“Us” is all of us. “Them” is none of us.
I was grateful to learn last week that I’d been invited to the research advisory council of BIF, the Business Innovation Factory – a non-profit in Rhode Island dedicated to exploring business concept innovation and how different organizations can innovate together. I’m very glad to have been asked to get involved. BIF has been remarkably successful at building an engaged, active community.
One of the most important things that communities like BIF can achieve is advancing the cause of open and collaborative innovation across many organizations. We still have a long road ahead. “Us and Them” is a mindset that’s fundamental to the human ego. People seem so eager to define themselves – and their teams – by whom they are not. “We are better than them over there.” “We can’t trust them.”
There is no question that healthy competition can be a good thing. And the “us/them” mentality is not going to go away. On the contrary, it can help ensure survival. But it is, like so many things, a question of balance. And in an open or collaborative innovation world, the balance point needs to change.
Where I think we go wrong, in one specific instance, is in the way many people respond to folks who are working for their company but who aren’t actually employees. I would like never again to hear the phrase, “Oh yeah, we use xyz for our strategy or marketing or IT management. THEY aren’t doing a good job.” It’s the THEY in that line I don’t like. Rather we should say, “If OUR marketing and OUR technology isn’t working, it is OUR problem. The consulting firm’s people, many of whom have been faithfully working for OUR company longer than many of OUR employees, are US! WE may have a problem together, but it is OUR problem.”
Open innovation relies on turning down the amplitude of the “us/them” reaction. If you accept a person from another organization – a consultant or an expert from another firm – into your team, it is important that everyone from your corporate counsel to your management team embrace them as “US.”
The phrase I like to use on consulting engagements and when working with teams assembled from different parent firms is, “Us is all of us. Them is none of us.”
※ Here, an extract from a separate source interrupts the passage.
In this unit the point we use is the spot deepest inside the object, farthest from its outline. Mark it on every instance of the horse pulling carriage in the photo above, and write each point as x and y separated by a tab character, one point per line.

The power of “US” was well illustrated by David Gibson in R&D Collaboration on Trial. Gibson tells the story of a Japanese silicon chip consortium in the 1980′s. It was set up to pool research efforts and keep pace with US firms like IBM and Intel. One of their leaders, Masato Nebashi, noticed that the researchers from the different companies in the consortium simply were not working together. They were not building trust, and they were achieving very little as a team. Nebashi instituted the now famous “yoma atsumari” (whiskey operations) protocol, essentially taking the researchers out to get drunk every week and weekend. Nebashi said, “All I did this four years was to drink with them as frequently as I could.” After a while, the teams began to put aside distrust and work as though they all were from the same company. They achieved major breakthroughs after that.
It is hard for humans to get over the “us/them” problem. It is fundamental to how we think, and it has its uses. But we know that the next big challenges facing the world are bigger than one company or even one country. If we are going to have any chance of combining insights and expertise across company lines to solve these problems, it appears we are going to need a lot more alcohol.